Patient Transition Care Programs
One way that hospitals can reduce their rates of preventable readmissions is by utilizing a Patient Transition Service. These services, often provided under the umbrella of Utilization Management, Discharge Planning, Case Management and/or Disease Management, are designed to address the specific needs and potential health risks of patients with complex medical conditions who are at risk for readmission.
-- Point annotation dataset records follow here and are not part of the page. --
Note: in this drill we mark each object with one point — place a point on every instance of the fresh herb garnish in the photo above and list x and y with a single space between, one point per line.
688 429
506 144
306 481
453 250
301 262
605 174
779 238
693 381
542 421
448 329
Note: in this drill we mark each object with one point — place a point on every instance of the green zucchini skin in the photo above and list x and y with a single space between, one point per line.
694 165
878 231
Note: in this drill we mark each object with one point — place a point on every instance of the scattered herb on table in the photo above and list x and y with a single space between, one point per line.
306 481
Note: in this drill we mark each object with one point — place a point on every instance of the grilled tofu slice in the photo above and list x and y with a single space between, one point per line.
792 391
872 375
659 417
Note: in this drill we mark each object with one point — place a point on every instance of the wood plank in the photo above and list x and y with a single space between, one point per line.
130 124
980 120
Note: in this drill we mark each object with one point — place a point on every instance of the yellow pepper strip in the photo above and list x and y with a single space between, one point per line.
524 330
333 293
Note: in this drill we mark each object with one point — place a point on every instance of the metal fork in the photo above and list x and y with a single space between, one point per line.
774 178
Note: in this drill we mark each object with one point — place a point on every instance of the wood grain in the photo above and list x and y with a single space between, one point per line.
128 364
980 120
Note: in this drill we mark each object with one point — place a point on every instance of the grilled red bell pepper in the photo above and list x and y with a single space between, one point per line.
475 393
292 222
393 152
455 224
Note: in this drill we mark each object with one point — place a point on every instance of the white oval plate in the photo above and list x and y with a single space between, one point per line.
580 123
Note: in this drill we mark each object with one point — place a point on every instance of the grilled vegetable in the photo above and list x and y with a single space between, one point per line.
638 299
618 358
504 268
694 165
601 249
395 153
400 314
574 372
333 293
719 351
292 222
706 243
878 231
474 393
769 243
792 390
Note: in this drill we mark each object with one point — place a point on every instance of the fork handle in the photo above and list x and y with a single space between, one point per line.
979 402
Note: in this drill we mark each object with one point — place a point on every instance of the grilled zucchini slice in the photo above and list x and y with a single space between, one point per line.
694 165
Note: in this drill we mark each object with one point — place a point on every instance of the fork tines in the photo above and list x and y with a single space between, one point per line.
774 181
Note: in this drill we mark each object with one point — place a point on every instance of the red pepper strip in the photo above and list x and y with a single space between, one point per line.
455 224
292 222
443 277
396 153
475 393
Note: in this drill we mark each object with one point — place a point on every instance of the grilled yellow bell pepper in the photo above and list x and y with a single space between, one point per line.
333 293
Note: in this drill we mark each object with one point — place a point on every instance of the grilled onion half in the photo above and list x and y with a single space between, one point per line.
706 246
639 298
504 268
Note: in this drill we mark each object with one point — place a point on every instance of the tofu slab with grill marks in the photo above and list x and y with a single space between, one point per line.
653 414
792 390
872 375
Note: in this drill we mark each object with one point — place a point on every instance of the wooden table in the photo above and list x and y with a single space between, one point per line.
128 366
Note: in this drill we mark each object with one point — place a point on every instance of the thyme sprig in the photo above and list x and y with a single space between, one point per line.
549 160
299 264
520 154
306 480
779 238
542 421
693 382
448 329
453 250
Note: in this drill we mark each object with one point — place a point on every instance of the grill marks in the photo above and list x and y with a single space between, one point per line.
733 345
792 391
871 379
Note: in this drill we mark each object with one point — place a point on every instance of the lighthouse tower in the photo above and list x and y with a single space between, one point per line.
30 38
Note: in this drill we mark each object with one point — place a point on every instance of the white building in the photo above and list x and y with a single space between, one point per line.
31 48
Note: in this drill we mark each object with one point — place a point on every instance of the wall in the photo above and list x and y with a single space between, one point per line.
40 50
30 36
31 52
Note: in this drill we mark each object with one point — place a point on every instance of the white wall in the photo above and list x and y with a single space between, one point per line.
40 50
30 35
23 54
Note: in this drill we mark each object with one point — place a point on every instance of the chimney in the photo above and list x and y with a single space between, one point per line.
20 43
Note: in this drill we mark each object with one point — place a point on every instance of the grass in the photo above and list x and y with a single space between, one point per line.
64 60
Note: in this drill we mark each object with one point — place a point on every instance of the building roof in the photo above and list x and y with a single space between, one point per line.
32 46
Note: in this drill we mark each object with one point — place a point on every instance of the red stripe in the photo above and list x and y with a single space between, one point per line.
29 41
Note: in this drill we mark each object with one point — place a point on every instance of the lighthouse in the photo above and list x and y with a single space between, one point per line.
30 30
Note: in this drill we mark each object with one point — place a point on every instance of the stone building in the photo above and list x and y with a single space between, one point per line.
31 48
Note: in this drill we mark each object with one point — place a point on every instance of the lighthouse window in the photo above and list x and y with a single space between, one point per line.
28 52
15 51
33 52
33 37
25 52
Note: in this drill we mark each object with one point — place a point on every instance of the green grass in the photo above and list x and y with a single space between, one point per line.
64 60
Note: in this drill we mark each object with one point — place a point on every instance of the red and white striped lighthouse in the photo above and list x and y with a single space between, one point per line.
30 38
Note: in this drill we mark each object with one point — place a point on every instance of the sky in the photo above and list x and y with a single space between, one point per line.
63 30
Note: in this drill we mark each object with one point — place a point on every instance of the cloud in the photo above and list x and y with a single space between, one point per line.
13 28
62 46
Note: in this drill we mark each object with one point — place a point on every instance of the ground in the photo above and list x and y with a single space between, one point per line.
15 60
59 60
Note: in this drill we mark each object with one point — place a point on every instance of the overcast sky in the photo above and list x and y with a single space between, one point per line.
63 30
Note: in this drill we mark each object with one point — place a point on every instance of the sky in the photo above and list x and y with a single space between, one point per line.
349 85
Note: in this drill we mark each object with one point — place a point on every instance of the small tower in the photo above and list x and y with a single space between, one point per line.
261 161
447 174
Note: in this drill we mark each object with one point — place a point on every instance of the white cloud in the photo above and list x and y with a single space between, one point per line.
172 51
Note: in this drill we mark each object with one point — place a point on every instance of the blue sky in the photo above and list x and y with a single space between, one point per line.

A Patient Transition Program entails outreach by an experienced Registered Nurse (RN) immediately after a patient is discharged from the hospital. The RN will assess the patient’s health status and identify any potential problems and/or areas of risk. Often a telehealth program, where the patient’s vitals (e.g., blood pressure, heart rate, oxygen rate, weight) are measured on a daily basis using digital technology in the home is specified. The RN will strive to make sure a patient understands their condition and follow-up care and adheres to the prescribed treatment plan. The RN maintains close communications with other members of the patient’s care team (i.e., primary care physicians, specialists) and will coordinate interventions as required.
While readmissions will occur, they can be minimized with an effective patient transition care plan implemented by an experienced RN who serves both as a patient advocate while also supporting a healthcare institution’s need to contain its readmission rates and associated costs.